Cell lysates were prepared using NP-40 lysis buffer (1% NP-40, 1 mM EDTA, 150 mM NaCl, 50 mM Tris pH 7.4, 1 mM PMSF, Complete Protease Inhibitors [Roche]). Protein content was determined by Bio-Rad assay, proteins were separated by SDS-PAGE and blotted onto nitrocellulose. Membranes were probed with antibodies at 1/1000 dilution unless otherwise stated. BAX (Santa Cruz, sc-493), caspase-3 (Cell Signalling, 9662), PARP1 (eBioscience, 14–6666), actin-HRP (Sigma-Aldrich, A3854), APAF-1 (Merk, AB16941), ZEB-1 (Sigma-Aldrich, HPA027524), MITF (Abcam, ab20663) antibodies followed by incubation with the appropriate HRP conjugated secondary antibody and detection by ECL.

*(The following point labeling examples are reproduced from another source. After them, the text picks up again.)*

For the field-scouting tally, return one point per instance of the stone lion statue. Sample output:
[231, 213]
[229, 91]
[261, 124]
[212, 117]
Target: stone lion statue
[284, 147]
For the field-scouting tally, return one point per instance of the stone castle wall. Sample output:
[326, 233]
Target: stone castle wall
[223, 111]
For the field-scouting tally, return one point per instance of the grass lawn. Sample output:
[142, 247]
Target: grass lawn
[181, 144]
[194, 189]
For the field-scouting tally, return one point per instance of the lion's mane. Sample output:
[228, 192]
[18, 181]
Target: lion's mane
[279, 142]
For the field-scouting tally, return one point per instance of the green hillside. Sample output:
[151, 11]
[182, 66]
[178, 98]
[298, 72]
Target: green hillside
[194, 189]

Incucyte imager-based cell viability and proliferation assays

Cell viability was determined using an Incucyte Zoom imaging system (Essen Bioscience). Cells were plated in medium containing 30 nM SYTOX Green (Life Technologies, S7020). Cells were then treated with doxycycline (1 μg/ml), actinomycin D (1 μM) or conditioned media from either apoptotic or CICD cells and then imaged every 60 or 120 min. The analysis was done using Incucyte image analysis software (Essen Bioscience). For the proliferation assays, the H2B-mCherry expressing cells were incubated with either apoptotic or CICD media and the number of H2B-mCherry positive nuclei was automatically counted over time. For quantification, the number of SYTOX Green or H2B-mCherry positive cells was normalized to the initial confluency factor of the respective well.

Clonogenic survival assay

For the clonogenic survival assay, 800 cells were plated into each well of a 6-well tissue culture plate. The following day, cells were treated with the indicated stimuli. Ten days later, the colonies were stained with 1% methylene blue in methanol/H2O (1:1 vol/vol) Colonies were counted using Fiji software (http://fiji.sc/Fiji) and compared with untreated cells.

ELISA assay

Apoptotic or CICD conditioned media obtained in the presence or absence of celecoxib (5 μM) was harvested, centrifuged at 2500 g for 5 min and stored at − 80 °C until use. PGE2 production was determined using the PGE2 high sensitivity ELISA kit (Enzo Life Sciences, Cat. No. ADI-930-001) according to the manufacturer’s instructions.

Statistical analysis

For comparison of multiple groups, two-way Analysis of Variance (ANOVA) was used while Student’s t test was applied when comparing two groups. Analyses were performed using Prism 5.0 software (GraphPad).

Conclusions

To conclude, our results strongly indicate that an alternative type of cell death, called caspase-independent cell death (or CICD), is preferable to apoptosis regarding cancer treatment since it does not trigger proliferation of surrounding cancer cells. Moreover, it seems that CICD impairs in a paracrine manner melanoma cells migration. However, further investigations are needed to better characterise the underlying mechanisms and test whether our observations have any clinical significance for cancer therapy.